The fighters then rise and begin the dance or ram component of the ceremony. Part of the purpose of the ram is to demonstrate a nak muay’s agility, balance and grace. These dances all share basic elements, including a repeated series of movements along each of the four sides of the ring, and a final wai of respect in their corner upon completion.

From here the competition proper begins. The two competitors move to the center of the ring where the referee wipes off each pair of gloves quickly along his shirt front, reaches his arm between the faced-off opponents and with a sharp gesture, cries “chok!” (“Fight”).

A bout consists of five, three-minute rounds with two minute breaks in-between. Contestants are matched according to weight, experience and record in the same fashion as international boxers. Unlike the fisticuffs of the west, however, Thai-style boxers use an array of bodily weapons.

Nak muay strategically punish each other with kicks, punches, elbows and knees. Strikes include shin kicks to all surfaces of the body, forward foot and knee thrusts, elbow strikes to the head and hooking or curved knees to ribs and tender organs. The groin is off limits as a target, as is the back of the neck, but all else is fair game. Once a good bout gets going, the entertainment enthralls. I have been to Lumpini many times and have yet to be disappointed with the quantity and quality of pugilist action.

Lumpini stadium is home to an array of drama each Tuesday, Friday and Saturday. The ring is the locus of activity, but it is by no means the only arena from which one is stimulated and entertained. By the time the officially sanctioned fights were underway, the betting section of mid-aged men had grown to encompass about one third of both the second and third tiers of seating. Many of these men were no doubt fighters themselves at one time. Now they enjoy the action of the ring as well as the intensive gambling that accompanies each event.

This section became a madhouse of wagering as the night wore on. It remained a roiling mass of waving arms and bellowing voices through to the final seconds of the main event. While the action inside the ring certainly warranted such excitement, it was difficult at times to keep my eyes ringside with all the “upstaging” going on in the stands.

In recent years the Thais have begun to market their favorite sport to western tourists, resulting in an audience comprised of westerners and locals alike. Flyers, tour services and every guidebook advertise and extol the excitement of attending a muaythai bout and guests now run the gamut: from an assembly of Thai men between the ages of 40 and 60 in short-sleeved, plaid shirts, polyester pants and plastic flip-flops, to dread-locked, pierced and fully tattooed young foreigners and gorgeous blonds from god-knows where in spaghetti-strapped tops and tight-fitting tunics looking bored alongside their well-muscled boyfriends. Polite, yellow-vested boys and girls wandered the arena serving drinks and snacks throughout the evening.

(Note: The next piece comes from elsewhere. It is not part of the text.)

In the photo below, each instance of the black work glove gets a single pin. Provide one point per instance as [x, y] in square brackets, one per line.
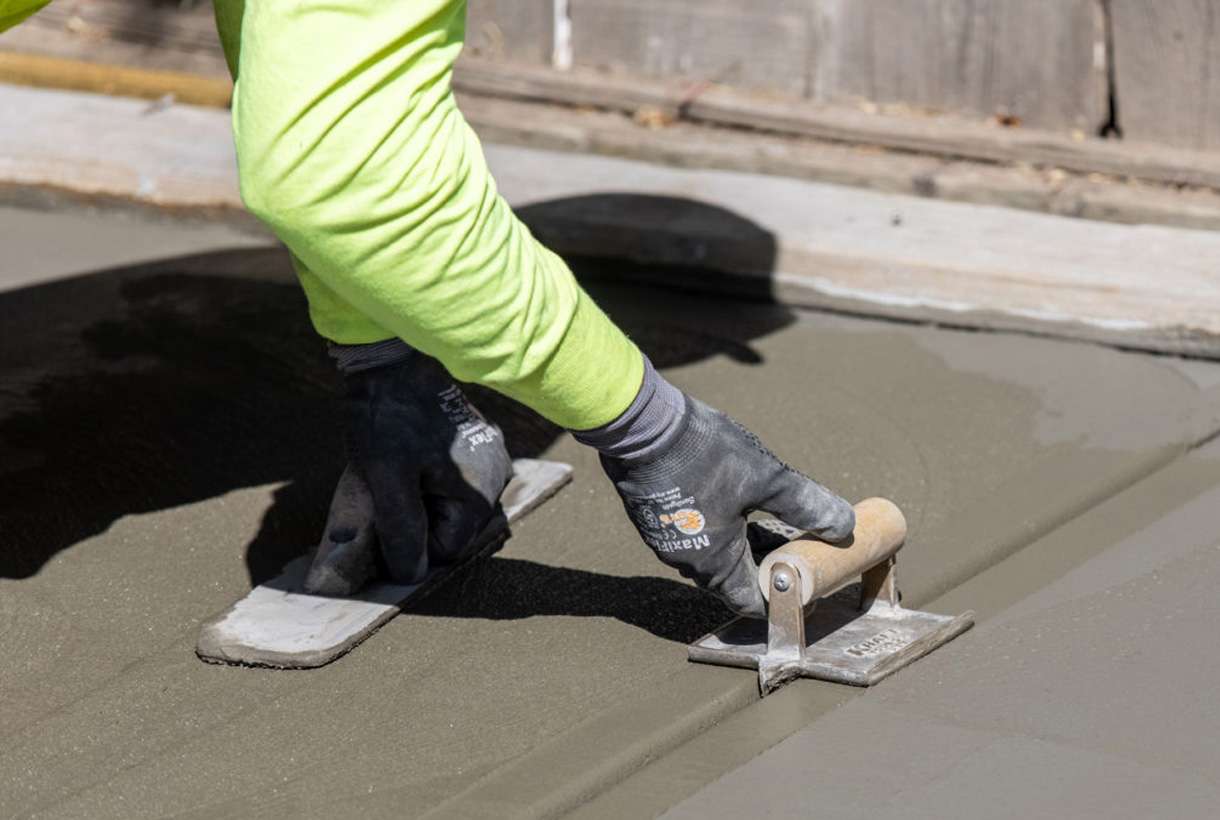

When I first attended a night of fights at Lumpini some six years ago, the cost of a ticket was half of what it is today. There were no English speaking announcers describing the basic structure of the sport, its rules and peculiarities. There was certainly no well-choreographed and precisely executed demo performed in the middle of the evening’s bouts, and there were few foreigners, (and fewer women), in the stands.

Back then, the wooden benches forming the top seating section were grubby and litter-strewn. The place is tidier these days, and while cats still roam the partially open-air stadium, (no doubt attending to their rat-control duties between beauty naps), overall, Lumpini Stadium is looking pretty good.